Find regions of accessible chromatin
Nanopore sequencing can detect multiple base modifications simultaneously and we can leverage this capability by introducing exogenous base modifications at specific functional regions. One such method uses a 6mA methyltransferase such as EcoGII or Hia5 to label accessible regions of chromatinized DNA, usually by treatment of cell nuclei with the enzyme.

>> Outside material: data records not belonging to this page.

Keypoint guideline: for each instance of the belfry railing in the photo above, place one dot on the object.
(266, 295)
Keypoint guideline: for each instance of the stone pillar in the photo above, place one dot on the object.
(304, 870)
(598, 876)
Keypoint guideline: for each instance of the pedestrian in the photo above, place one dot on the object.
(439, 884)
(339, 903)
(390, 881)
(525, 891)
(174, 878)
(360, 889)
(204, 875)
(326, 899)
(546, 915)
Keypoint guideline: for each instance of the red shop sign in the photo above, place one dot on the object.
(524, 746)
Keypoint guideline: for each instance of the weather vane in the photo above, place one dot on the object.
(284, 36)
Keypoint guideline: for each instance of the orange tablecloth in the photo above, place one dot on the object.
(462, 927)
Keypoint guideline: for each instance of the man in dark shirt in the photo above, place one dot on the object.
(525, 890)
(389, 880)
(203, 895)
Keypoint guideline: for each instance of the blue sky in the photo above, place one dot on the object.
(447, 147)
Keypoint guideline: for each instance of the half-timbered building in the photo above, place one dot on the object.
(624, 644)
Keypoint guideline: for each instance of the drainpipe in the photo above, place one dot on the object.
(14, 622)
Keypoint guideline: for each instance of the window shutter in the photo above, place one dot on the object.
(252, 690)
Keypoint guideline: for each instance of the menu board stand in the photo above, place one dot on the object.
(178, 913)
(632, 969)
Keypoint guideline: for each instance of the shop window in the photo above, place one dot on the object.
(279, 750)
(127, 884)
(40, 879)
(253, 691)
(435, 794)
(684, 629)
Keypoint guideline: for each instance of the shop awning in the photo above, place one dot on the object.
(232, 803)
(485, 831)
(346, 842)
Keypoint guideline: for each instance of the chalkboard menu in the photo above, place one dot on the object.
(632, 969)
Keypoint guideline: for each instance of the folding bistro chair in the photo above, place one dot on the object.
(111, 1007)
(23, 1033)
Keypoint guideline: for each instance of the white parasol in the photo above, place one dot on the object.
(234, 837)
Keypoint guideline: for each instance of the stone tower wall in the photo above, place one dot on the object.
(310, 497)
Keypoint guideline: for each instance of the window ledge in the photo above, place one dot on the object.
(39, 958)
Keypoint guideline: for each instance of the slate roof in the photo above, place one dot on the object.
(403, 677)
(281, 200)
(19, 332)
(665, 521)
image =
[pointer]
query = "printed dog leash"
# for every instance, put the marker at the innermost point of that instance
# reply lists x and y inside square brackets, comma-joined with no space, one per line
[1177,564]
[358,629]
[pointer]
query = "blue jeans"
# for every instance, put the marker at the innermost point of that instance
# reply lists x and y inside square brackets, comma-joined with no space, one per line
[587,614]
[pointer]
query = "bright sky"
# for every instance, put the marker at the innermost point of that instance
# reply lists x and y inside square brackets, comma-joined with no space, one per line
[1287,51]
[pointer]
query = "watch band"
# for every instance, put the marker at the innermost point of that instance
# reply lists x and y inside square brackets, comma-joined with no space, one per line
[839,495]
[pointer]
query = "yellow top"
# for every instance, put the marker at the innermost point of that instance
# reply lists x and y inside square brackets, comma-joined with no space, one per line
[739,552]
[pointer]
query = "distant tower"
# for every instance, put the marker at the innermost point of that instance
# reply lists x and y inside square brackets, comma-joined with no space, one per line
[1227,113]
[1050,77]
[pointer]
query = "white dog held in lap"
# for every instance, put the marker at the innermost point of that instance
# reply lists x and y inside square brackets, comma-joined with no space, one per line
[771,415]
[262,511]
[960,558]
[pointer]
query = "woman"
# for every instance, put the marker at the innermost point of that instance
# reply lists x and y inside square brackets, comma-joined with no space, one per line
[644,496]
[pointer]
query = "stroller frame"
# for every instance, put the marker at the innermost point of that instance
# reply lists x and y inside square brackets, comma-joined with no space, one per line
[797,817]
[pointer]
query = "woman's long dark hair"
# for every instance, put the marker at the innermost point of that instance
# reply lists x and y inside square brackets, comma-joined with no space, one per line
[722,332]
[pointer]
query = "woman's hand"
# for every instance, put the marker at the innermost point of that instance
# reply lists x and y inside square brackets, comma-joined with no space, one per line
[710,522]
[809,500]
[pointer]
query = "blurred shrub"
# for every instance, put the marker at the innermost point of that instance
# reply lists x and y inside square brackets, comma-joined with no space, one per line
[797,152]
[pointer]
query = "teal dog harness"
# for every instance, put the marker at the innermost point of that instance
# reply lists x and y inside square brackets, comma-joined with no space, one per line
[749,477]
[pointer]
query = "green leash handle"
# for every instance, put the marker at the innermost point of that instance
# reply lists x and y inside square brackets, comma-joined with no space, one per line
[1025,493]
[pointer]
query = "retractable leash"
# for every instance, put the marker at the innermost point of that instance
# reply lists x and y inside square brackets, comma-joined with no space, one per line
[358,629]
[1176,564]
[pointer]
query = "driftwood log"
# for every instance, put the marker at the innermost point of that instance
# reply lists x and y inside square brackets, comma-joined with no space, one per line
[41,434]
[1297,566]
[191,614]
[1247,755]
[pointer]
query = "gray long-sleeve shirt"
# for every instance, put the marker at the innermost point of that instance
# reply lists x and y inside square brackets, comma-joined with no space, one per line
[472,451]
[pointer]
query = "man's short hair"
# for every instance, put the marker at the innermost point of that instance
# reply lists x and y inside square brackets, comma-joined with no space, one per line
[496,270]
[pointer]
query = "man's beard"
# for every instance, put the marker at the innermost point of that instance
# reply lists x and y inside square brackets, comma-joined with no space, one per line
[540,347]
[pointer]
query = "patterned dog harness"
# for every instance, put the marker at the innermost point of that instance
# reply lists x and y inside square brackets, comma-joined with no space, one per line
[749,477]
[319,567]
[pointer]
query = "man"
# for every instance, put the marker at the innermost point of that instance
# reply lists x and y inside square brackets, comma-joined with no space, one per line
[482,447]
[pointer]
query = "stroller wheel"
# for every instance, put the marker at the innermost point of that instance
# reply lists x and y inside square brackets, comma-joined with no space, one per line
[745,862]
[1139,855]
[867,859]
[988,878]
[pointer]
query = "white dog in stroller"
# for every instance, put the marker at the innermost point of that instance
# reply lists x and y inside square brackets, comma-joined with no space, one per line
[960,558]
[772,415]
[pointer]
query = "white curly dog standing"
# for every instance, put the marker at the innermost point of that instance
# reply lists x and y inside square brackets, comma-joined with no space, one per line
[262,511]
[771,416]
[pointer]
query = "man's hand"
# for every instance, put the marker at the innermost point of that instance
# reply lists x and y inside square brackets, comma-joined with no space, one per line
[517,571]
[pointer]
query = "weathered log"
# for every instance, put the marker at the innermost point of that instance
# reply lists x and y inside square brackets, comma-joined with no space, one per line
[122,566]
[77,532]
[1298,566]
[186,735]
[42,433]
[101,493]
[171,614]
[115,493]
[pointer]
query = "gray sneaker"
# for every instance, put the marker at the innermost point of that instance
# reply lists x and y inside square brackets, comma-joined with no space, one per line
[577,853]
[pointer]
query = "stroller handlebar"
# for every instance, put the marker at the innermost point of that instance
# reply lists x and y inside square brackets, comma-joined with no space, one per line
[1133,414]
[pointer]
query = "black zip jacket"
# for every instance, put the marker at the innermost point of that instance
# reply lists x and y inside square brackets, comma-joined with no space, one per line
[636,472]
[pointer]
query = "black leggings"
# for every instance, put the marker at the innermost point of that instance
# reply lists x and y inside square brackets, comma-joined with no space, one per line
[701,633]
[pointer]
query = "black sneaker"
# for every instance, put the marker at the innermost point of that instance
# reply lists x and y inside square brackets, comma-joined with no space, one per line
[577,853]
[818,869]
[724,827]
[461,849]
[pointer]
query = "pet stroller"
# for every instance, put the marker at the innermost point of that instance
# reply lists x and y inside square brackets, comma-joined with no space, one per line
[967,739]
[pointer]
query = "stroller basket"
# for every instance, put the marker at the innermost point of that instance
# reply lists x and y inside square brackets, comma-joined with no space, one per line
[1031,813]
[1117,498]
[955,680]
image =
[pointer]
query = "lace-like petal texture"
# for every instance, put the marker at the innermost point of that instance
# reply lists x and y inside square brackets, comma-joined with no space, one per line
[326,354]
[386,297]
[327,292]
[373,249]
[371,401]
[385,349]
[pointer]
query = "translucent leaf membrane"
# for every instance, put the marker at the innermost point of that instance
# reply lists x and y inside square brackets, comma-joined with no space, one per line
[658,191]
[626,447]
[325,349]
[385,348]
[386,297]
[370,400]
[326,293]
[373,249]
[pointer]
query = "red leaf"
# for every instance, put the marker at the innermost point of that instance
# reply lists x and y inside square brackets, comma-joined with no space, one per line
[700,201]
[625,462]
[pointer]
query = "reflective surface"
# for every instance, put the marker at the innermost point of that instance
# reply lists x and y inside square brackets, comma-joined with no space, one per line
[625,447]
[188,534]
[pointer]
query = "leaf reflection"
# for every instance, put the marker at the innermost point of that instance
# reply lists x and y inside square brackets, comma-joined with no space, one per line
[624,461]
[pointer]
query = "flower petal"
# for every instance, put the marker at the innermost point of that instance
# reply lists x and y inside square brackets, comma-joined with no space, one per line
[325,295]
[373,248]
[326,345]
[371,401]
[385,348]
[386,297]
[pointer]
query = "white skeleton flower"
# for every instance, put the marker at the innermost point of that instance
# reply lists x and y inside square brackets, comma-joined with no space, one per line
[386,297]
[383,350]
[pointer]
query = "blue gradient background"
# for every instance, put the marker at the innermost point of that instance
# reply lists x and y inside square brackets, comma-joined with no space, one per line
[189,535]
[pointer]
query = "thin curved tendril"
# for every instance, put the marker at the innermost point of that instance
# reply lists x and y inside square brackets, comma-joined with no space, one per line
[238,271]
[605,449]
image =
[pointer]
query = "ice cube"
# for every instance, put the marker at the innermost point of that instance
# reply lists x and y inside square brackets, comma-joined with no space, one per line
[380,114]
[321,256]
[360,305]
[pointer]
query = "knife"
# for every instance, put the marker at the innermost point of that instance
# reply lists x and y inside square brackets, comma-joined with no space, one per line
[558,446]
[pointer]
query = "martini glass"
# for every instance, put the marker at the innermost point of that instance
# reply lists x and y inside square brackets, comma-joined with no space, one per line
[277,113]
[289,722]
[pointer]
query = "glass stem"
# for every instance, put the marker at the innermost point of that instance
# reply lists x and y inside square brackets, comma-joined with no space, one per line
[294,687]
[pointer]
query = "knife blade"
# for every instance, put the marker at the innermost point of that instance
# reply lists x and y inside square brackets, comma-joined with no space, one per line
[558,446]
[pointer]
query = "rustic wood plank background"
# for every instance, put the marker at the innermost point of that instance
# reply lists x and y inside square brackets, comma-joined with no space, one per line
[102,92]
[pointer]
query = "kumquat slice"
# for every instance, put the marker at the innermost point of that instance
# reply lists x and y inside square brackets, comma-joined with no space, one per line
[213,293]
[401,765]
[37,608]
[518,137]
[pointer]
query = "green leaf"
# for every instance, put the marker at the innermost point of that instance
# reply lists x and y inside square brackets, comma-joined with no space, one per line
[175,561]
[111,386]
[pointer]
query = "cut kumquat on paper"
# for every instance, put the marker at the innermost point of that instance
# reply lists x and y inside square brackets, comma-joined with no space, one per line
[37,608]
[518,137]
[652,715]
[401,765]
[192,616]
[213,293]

Predict regions of open chromatin
Modkit comes with a machine learning model that has been trained to identify regions of open chromatin based on 6mA signal. You can invoke this model with the following command:
$ modkit open-chromatin predict ${mod_bam} \
--model ${model} \
--log modkit_predict.log \
-o ./accessible_regions.bedgraph \
--device 0
Where ${model}
is the path to the directory with the model, for example dist_modkit_v0.5.0_38fda16/models/r1041_e82_400bps_hac_v5.2.0@v0.1.0
.
The output of the command is a bedGraph file with the following schema:
column | name | description | type |
---|---|---|---|
1 | chrom | contig or scaffold | string |
2 | start | start of the region | int |
3 | end | end of the region | int |
4 | probability | accessibility probability, (0.0, 1) | float |
Configuring --step-size
The open chromatin model in Modkit works by making predictions on 100 base pair windows of the genome.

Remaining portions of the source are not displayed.